Bresciaoggi, «Nemmeno il Papa metterebbe la sua firma»

Bresciaoggi, 26 settembre 2013
La replica di Sel
«Nemmeno il Papa metterebbe la sua firma»

Anche a Brescia Sinistra Ecologia e Libertà si impegna, come sta facendo in Parlamento, per estendere i diritti civili a tutte le persone senza distinzione alcuna, favorendo leggi che combattano le discriminazioni. Per questo ha avviato un forum sui diritti dal quale scaturiranno presto proposte concrete anche al Consiglio comunale di Brescia, oltre che a quelli dei Comuni della provincia, perchè «chiediamo seguito all’apertura avuta dall’amministrazione attuale su alcune tematiche che ci stanno a cuore, come la possibilità di accedere ai servizi per tutte le coppie, siano esse omosessuali o eterosessuali non unite in matrimonio», ha spiegato Beppe Almansi, del Forum Diritti di Sel in una conferenza stampa.
«UNA MOZIONE come quella presentata dal gruppo del Pdl non avrebbe nemmeno la firma del Papa», ha esordito Almansi, nel bollare come paradossale la richiesta del Pdl e nel ricordare che «non sono in gioco scelte individuali che riguardano ambiti privati, bensì i diritti che coinvolgono tutta la comunità». Luca Trentini, consigliere nazionale di Arcigay e aderente a Sel, ha rincarato la dose: «Quando era sindaco, Paroli accolse la nostra idea di creare un osservatorio antidiscriminazione, mentre ora firma una mozione che solletica le parti più retrive del conservatorismo cattolico. Stupisce che il Pdl, che del tema sicurezza ha fatto un suo cavallo di battaglia deformandolo a proprio uso e consumo, oggi si opponga ad una legge antiviolenza».
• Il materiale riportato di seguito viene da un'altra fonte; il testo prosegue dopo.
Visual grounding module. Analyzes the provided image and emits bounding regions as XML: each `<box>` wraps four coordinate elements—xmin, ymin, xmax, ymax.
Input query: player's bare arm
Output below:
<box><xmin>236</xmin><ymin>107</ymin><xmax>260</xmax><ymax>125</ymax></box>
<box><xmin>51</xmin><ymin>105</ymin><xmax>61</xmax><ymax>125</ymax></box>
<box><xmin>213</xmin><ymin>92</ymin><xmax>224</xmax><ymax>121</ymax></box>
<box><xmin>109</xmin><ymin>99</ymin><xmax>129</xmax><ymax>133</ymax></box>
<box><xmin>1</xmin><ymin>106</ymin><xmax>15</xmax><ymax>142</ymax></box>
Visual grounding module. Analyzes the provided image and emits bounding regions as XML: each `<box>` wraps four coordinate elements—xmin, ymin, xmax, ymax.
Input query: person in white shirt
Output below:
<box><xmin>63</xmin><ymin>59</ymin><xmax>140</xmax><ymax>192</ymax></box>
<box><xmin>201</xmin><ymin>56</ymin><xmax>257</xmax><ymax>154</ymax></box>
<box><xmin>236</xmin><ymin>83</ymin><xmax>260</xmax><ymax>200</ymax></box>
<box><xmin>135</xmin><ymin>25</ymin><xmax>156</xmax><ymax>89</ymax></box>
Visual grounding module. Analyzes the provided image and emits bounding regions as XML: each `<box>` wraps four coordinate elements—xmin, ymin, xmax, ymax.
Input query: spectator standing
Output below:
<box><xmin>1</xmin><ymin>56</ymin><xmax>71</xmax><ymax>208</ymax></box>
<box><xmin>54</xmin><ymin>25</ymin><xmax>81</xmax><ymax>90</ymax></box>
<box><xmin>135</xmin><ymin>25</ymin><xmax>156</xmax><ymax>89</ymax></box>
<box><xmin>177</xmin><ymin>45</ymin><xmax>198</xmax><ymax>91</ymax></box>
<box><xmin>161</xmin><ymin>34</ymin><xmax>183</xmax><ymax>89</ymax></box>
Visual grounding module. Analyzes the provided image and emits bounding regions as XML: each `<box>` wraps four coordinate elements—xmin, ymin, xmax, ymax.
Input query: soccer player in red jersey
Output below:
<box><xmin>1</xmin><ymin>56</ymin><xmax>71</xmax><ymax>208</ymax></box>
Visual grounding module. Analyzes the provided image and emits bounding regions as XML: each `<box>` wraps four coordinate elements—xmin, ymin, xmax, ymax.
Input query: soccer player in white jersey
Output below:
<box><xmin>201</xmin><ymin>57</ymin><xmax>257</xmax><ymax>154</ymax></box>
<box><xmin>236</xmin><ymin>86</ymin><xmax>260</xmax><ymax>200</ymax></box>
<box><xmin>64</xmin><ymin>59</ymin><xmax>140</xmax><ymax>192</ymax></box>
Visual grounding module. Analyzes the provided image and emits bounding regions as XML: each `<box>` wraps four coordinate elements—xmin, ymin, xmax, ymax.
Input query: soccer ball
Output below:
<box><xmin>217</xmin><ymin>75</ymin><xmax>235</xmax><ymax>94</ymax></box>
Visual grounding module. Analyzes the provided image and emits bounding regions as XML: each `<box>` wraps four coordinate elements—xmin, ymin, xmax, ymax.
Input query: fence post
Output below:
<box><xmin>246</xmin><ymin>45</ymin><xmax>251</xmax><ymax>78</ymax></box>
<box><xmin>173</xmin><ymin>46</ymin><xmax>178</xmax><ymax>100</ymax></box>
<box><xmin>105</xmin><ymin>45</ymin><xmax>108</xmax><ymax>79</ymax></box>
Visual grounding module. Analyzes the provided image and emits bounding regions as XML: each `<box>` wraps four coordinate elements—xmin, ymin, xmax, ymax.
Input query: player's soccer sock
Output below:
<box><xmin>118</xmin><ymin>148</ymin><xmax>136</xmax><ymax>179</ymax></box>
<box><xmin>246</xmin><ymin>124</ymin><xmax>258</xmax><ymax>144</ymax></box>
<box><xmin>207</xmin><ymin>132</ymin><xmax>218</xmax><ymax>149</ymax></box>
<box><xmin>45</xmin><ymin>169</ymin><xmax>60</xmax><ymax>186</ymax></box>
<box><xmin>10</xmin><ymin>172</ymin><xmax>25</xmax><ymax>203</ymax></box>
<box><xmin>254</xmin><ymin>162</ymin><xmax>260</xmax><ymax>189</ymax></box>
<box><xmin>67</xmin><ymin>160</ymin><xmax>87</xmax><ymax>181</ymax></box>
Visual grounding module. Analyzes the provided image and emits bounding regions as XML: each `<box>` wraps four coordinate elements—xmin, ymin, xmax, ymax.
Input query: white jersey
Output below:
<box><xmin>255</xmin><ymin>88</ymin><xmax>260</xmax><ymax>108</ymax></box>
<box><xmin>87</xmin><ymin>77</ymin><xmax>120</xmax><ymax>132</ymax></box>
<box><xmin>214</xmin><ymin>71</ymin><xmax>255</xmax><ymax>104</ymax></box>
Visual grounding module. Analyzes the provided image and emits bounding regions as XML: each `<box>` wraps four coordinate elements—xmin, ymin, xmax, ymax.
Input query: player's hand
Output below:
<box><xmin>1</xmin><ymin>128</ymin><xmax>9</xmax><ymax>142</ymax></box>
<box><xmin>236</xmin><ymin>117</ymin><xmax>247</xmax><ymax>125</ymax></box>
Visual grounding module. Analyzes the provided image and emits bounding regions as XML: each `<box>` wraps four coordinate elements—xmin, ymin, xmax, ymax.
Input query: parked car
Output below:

Trentini alludeva alle posizioni nazionali e all’aspro dibattito in corso in questi giorni relativo all’approvazione avvenuta giovedì alla Camera del testo della legge sull’omofobia: un testo che «presenta alcuni aspetti positivi, come l’estensione della legge Mancino ai tipi di reati omofobici con le aggravanti, ma che è stato azzoppato dal subemendamento Gitti inserito nella legge. Con tale subemendamento Gitti si è fatto portavoce dei desiderata dei vari Binetti e Buttiglione, creando una sorta di zona franca in cui l’omofobia è permessa», ha commentato il parlamentare di Sel Luigi Lacquaniti.
Sulla pericolosità culturale di questo subemendamento ha insistito Laura Menatsti, di Famiglie Arcobaleno: «Una legge che giustifica il disprezzo valorizzalaviolenza». IR.PA.